Una moda molto in voga era l’esterovestizione e cioè farsi una holding finanziaria in Olanda e Lussemburgo, alla quale facevano capo società produttive con sede in Italia. Gli utili finivano sopra, godendo di tassazione privilegiata. «Ormai tutti gli ordinamenti nazionali», precisa Tundo «prevedono che la residenza delle società dipenda da dove si svolge l’attività e da dove questa è effettivamente amministrata. È finita quindi l’epoca dei "Dutch sandwiches", che molti pianificavano negli anni Novanta». Gruppi italiani di primo piano, come Luxottica, Ferrero, Fiat, le banche hanno comunque fatto tesoro di questa opportunità in Paesi dell’eurozona.
Restano forti gli elementi di concorrenza nell’area della moneta unica e ancor più all’interno dell’Europa nel suo insieme, in una sorta di corsa al ribasso delle tasse soprattutto societarie. Se non ci si trasferisce davvero, è possibile che si verifichino casi di elusione fiscale. Una zona franca resta l’Irlanda e lo dimostrano le recenti inchieste dell’Agenzia delle Entrate sulle società tecnologiche e Internet, da Google ad Apple, accusate di aver celato al Fisco centinaia di milioni di euro. Nelle attività sul web è forse più facile nascondersi ai controlli. Ma non solo. Nel settore farmaceutico la fusione tra Pfizer e Allergan è stata bloccata dalle autorità Usa perché l’obiettivo principale era quello di trasferire la sede sociale in Irlanda per pagare un’aliquota sugli utili molto più bassa. Secondo alcuni studi, l’elusione fiscale (versione legale dell’evasione) costa agli stati Ue 150 miliardi all’anno. Ai Paesi finora più battuti ne vanno aggiunti altri capaci di una concorrenza sotto questo aspetto molto forte. La Lituania, dove l’aliquota massima non supera il 21 per cento, Islanda, Malta e, fuori dalla Ue, Albania e Montenegro. Siamo certo molto lontani dall’agognata armonizzazione fiscale.

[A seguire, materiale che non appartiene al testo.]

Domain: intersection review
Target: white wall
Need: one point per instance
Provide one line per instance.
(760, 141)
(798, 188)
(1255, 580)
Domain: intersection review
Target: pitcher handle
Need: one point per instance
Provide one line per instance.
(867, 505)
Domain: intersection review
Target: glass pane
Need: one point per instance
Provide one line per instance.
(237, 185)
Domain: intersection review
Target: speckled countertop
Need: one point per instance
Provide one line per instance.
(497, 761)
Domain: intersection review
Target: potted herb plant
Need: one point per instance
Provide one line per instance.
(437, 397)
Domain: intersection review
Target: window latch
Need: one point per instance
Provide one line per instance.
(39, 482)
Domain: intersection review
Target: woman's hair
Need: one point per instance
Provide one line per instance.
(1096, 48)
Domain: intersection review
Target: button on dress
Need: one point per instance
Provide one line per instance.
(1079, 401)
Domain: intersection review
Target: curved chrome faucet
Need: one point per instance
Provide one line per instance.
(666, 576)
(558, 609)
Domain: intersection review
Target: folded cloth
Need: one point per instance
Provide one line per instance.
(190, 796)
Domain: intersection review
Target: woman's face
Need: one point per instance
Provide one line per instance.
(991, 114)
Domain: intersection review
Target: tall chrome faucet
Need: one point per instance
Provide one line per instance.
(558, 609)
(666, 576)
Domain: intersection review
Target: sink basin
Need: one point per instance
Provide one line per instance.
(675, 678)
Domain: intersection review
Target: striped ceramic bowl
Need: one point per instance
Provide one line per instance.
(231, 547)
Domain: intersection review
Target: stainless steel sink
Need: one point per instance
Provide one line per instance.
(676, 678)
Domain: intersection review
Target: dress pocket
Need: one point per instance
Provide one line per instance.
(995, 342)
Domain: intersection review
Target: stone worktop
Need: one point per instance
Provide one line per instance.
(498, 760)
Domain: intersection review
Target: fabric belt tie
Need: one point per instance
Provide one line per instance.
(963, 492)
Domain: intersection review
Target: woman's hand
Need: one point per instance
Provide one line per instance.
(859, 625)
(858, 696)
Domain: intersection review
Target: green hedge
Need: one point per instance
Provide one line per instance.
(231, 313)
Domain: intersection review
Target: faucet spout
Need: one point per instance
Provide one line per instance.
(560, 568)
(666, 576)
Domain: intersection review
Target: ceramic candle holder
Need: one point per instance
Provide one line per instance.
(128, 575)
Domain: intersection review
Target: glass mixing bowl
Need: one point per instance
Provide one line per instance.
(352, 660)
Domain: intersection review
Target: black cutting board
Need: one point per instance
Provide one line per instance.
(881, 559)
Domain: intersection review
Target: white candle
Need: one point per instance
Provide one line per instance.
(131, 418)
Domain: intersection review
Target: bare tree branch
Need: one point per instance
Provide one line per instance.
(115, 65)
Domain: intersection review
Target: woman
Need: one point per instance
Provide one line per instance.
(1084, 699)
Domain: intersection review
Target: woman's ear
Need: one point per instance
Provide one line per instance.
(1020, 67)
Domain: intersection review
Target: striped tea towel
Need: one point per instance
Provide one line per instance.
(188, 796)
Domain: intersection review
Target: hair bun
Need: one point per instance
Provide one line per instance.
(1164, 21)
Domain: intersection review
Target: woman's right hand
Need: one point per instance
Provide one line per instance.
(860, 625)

Un capitolo a parte merita la Gran Bretagna, a due mesi dal referendum del 23 giugno nel quale i cittadini si devono pronunciare se rimanere nella Ue. La credibilità del premier David Cameron vacilla dopo il suo coinvolgimento nei Panama Papers. Lui è a favore della Ue, ma ha contro una fetta consistente del suo partito, i conservatori.

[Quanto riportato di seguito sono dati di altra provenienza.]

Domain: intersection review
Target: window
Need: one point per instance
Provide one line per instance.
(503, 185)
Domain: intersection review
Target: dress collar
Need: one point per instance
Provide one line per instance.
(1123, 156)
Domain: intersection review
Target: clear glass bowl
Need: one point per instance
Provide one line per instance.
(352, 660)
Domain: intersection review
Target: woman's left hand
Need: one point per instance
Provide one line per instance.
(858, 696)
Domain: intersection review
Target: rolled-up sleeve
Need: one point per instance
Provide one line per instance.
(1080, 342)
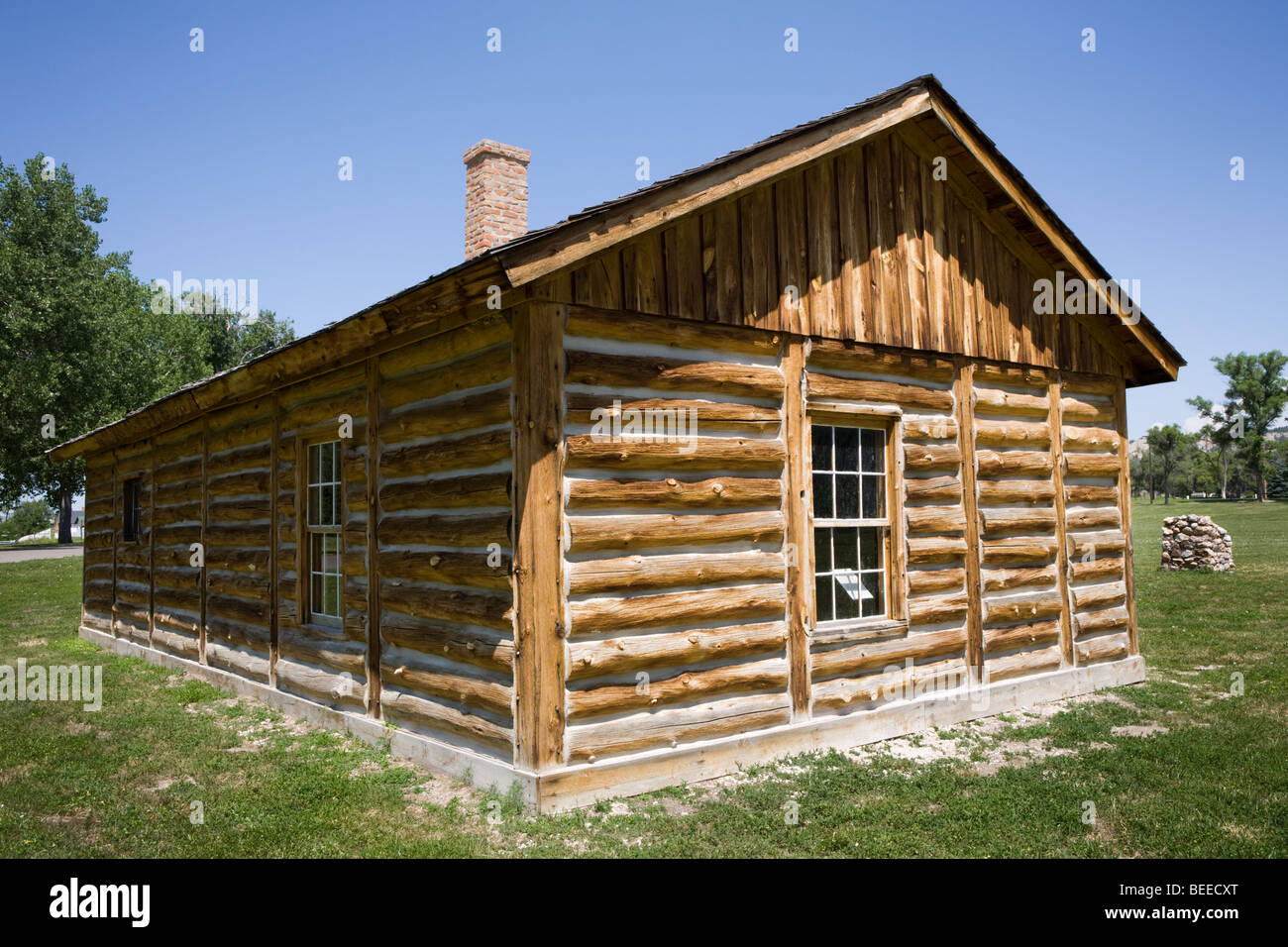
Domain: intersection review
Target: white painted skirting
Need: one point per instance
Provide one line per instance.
(437, 757)
(584, 784)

Gli inglesi sono tradizionalmente euroscettici e una vittoria della cosiddetta Brexit è a questo punto possibile, se non probabile. Sulle tasse Londra ha sempre avuto un occhio di riguardo. Per gli elusori. A metà marzo il cancelliere dello Scacchiere, George Osborne, si è buttato alla rincorsa dell’Irlanda proponendo una riduzione delle tasse sulle imprese dal 20 al 17,5 per cento (a Dublino siamo al 12,5 per cento) entro il 2020 e sui capital gain dal 28 al 20 per cento, con alcune fasce addirittura al 10 per cento. La stessa Irpef sul lavoro dipendente è agevolata rispetto al resto d’Europa. Per non parlare, infine, di Guernsey e Jersey, le isole del Canale tuttora paradisi fiscali, dove risiedono molti trust e operano con disinvoltura hedge fund e fondi di private equity.

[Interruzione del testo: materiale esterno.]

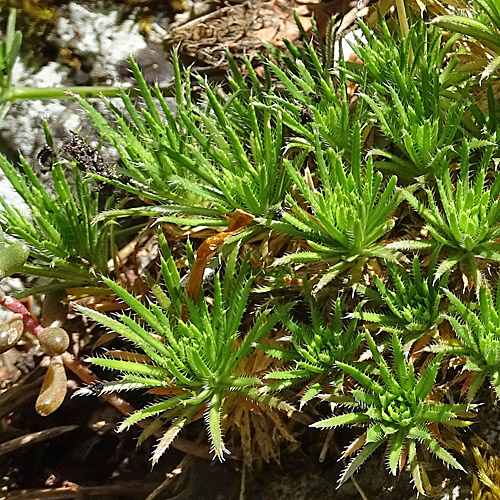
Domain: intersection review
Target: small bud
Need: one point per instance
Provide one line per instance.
(10, 333)
(54, 388)
(12, 258)
(53, 340)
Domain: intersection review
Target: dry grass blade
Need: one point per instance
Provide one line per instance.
(128, 488)
(35, 437)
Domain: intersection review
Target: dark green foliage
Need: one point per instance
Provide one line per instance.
(412, 302)
(197, 358)
(395, 407)
(316, 350)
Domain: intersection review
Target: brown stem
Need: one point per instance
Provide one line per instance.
(12, 304)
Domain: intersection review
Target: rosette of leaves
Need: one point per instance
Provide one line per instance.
(65, 243)
(316, 349)
(214, 156)
(478, 330)
(466, 228)
(416, 106)
(307, 91)
(483, 26)
(195, 360)
(412, 303)
(347, 214)
(395, 406)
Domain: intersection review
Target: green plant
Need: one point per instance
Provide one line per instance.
(467, 226)
(197, 358)
(396, 407)
(416, 105)
(478, 329)
(316, 349)
(202, 163)
(412, 302)
(484, 26)
(10, 93)
(308, 89)
(348, 213)
(65, 244)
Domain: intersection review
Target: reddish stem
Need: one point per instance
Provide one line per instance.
(12, 304)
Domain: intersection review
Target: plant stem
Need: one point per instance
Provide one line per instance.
(13, 305)
(403, 20)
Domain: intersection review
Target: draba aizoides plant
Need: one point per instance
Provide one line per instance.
(412, 302)
(466, 228)
(349, 212)
(417, 107)
(478, 331)
(395, 406)
(65, 243)
(196, 358)
(317, 347)
(309, 199)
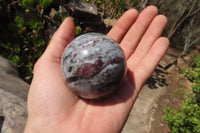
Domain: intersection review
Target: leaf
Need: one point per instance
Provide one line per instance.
(14, 59)
(27, 4)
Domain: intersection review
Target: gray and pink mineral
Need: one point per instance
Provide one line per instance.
(93, 65)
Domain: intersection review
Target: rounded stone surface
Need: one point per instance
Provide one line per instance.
(93, 65)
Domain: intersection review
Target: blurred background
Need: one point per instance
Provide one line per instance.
(26, 27)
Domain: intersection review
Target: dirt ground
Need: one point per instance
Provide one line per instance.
(165, 88)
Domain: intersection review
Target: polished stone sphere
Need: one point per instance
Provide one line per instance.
(93, 65)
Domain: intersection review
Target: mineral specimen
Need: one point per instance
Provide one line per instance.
(93, 65)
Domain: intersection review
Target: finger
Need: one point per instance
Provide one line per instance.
(123, 25)
(153, 32)
(61, 38)
(146, 67)
(133, 36)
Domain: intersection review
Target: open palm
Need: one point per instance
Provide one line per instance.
(52, 107)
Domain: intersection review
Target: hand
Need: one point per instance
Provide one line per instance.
(52, 107)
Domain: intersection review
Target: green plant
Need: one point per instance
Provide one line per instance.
(28, 36)
(187, 120)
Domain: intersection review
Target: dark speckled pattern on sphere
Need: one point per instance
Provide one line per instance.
(93, 65)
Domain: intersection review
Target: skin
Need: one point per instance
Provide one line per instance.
(52, 107)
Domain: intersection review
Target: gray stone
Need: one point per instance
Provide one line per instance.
(9, 80)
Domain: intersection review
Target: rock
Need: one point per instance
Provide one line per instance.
(169, 58)
(181, 63)
(84, 7)
(110, 22)
(9, 80)
(143, 112)
(13, 109)
(13, 95)
(85, 13)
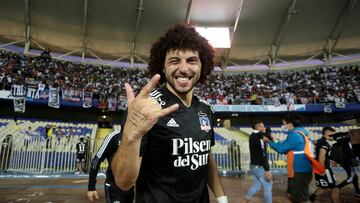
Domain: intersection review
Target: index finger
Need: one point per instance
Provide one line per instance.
(150, 86)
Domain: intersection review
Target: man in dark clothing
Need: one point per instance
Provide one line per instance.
(259, 164)
(170, 126)
(326, 181)
(112, 192)
(342, 154)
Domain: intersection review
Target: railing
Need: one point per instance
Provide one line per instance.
(55, 156)
(39, 156)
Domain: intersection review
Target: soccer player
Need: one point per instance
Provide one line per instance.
(170, 127)
(326, 181)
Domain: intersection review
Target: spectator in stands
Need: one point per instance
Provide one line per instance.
(112, 192)
(22, 72)
(165, 125)
(326, 181)
(299, 166)
(5, 153)
(80, 156)
(259, 164)
(343, 154)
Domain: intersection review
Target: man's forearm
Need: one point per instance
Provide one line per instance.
(126, 163)
(214, 181)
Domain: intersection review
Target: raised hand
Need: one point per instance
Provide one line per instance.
(143, 110)
(91, 195)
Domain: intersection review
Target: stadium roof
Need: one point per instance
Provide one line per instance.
(262, 32)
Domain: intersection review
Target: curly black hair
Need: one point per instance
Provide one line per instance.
(181, 37)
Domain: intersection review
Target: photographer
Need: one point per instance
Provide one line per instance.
(342, 152)
(325, 181)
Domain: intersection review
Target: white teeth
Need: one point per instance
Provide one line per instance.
(182, 78)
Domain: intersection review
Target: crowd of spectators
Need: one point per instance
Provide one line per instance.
(320, 85)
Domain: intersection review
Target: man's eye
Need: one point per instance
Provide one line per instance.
(173, 62)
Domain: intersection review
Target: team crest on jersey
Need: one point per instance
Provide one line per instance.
(204, 122)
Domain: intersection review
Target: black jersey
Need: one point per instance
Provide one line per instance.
(106, 151)
(175, 153)
(322, 143)
(81, 147)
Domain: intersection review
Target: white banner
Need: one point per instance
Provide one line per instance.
(257, 108)
(54, 100)
(87, 100)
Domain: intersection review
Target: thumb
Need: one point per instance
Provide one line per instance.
(129, 93)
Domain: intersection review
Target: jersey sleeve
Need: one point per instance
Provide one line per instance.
(108, 147)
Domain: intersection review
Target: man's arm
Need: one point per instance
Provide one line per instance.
(143, 113)
(214, 181)
(107, 147)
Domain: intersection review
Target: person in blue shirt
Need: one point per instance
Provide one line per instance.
(299, 166)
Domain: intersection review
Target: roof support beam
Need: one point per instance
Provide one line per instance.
(189, 12)
(232, 34)
(337, 30)
(27, 26)
(274, 49)
(10, 43)
(139, 9)
(84, 33)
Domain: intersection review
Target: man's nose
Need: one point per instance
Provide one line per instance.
(183, 65)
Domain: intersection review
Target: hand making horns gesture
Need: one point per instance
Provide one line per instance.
(143, 110)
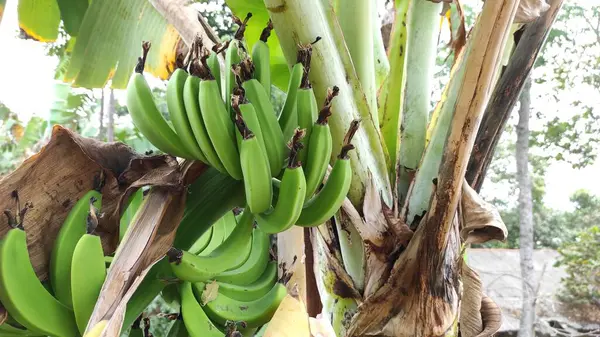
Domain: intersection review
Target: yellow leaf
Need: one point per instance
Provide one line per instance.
(290, 320)
(210, 292)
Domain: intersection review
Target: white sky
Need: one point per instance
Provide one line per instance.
(26, 87)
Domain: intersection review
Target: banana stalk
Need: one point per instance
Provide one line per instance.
(392, 94)
(423, 23)
(356, 20)
(302, 22)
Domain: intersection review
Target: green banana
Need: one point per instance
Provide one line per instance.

Il sogno europeo di tasse uguali per tutti i cittadini pare lontano dal realizzarsi. D’altronde a presiedere la Commissione europea, come sappiamo, i leader dei due principali partiti hanno messo Jean-Claude Juncker, già premier del "paradiso" Lussemburgo. Lo scandalo LuxLeaks del novembre 2014 non lo ha minimamente scalfito. E martedì 12, per rispondere allo schiaffone dei Panama Papers e lavarsi la coscienza, la Commissione ha deciso di pretendere da circa 6500 multinazionali comunicazioni su quante tasse pagano in ciascun Paese europeo, in altre aree e nei paradisi fiscali. Meglio tardi che mai.